Więcej

    Test na atomową solidarność

    Minister energetyki Litwy Rokas Masiulis zaapelował do rządów Polski, Łotwy, Estonii i Finlandii, aby nie kupowały energii elektrycznej z budujących się elektrowni atomowych na Białorusi, w Ostrowcu i w obwodzie kaliningradzkim. Minister przypomina, że obydwie atomówki powstają ze znacznymi naruszeniami międzynarodowych standardów w dziedzinie bezpieczeństwa i zagrażają środowisku naturalnemu nie tylko Białorusi i obwodu kaliningradzkiego, ale również ościennych państw.
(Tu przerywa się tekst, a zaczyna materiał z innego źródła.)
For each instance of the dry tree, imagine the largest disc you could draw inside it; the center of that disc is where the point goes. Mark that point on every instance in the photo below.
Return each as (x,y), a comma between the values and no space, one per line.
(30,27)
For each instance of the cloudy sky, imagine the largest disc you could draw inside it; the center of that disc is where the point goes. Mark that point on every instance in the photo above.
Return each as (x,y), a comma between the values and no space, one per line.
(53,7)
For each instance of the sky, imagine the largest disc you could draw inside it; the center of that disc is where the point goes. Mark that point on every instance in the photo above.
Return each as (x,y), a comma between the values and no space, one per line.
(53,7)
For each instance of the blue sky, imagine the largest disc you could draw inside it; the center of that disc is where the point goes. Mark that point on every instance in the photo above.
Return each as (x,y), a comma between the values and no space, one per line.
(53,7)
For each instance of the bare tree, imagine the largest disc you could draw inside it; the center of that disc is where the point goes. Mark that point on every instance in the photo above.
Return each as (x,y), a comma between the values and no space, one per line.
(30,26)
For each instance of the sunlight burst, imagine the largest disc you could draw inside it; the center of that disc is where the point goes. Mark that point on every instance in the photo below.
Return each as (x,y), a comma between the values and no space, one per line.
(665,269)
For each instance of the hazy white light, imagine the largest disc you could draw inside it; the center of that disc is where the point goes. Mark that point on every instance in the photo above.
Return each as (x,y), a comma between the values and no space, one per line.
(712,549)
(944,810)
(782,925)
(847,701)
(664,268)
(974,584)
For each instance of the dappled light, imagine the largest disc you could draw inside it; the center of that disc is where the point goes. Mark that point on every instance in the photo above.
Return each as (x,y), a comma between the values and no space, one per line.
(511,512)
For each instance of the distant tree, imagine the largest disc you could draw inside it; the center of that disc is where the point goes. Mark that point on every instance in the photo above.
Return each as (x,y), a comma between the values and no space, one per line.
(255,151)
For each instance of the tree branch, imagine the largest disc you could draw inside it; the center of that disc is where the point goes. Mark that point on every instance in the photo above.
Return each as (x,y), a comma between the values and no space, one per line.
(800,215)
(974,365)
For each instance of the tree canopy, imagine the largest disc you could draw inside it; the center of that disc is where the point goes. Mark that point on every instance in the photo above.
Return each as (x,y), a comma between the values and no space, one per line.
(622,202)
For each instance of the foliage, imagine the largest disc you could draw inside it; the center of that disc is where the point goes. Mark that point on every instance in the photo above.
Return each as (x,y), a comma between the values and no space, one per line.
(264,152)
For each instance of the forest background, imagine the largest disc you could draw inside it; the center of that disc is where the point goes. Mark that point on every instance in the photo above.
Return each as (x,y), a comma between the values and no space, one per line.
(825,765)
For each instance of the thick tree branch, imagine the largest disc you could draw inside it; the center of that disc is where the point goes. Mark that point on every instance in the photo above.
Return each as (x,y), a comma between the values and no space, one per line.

Litewski minister chce także, aby kwestie tych elektrowni wyniesiono na forum Unii Europejskiej.

    Trudno powiedzieć, jak się zachowają Finlandia, Estonia i Łotwa. Szczególnie Łotwa, która ostatnio na całego łamie solidarność w dziedzinie bezpieczeństwa gazowego. Bardziej znana natomiast jest pozycja Polski, która zrezygnowała z budowy łącznika między obwodem kaliningradzkim i województwem warmińsko-mazurskim i skłania się do rozbudowy własnej elektrowni w Ostrołęce.

    Paradoksalnie, ale najsłabszym ogniwem w tym antyatomowym przymierzu może stać się właśnie Litwa. W naszym kraju działa spółka-córka rosyjskiego Inter Rao — „Inter Rao Lietuva”. I kto może zaprzeczyć, że wbrew opinii ministra Masiulisa nie zacznie ona sprzedawać prąd z Kaliningradu i Ostrowca.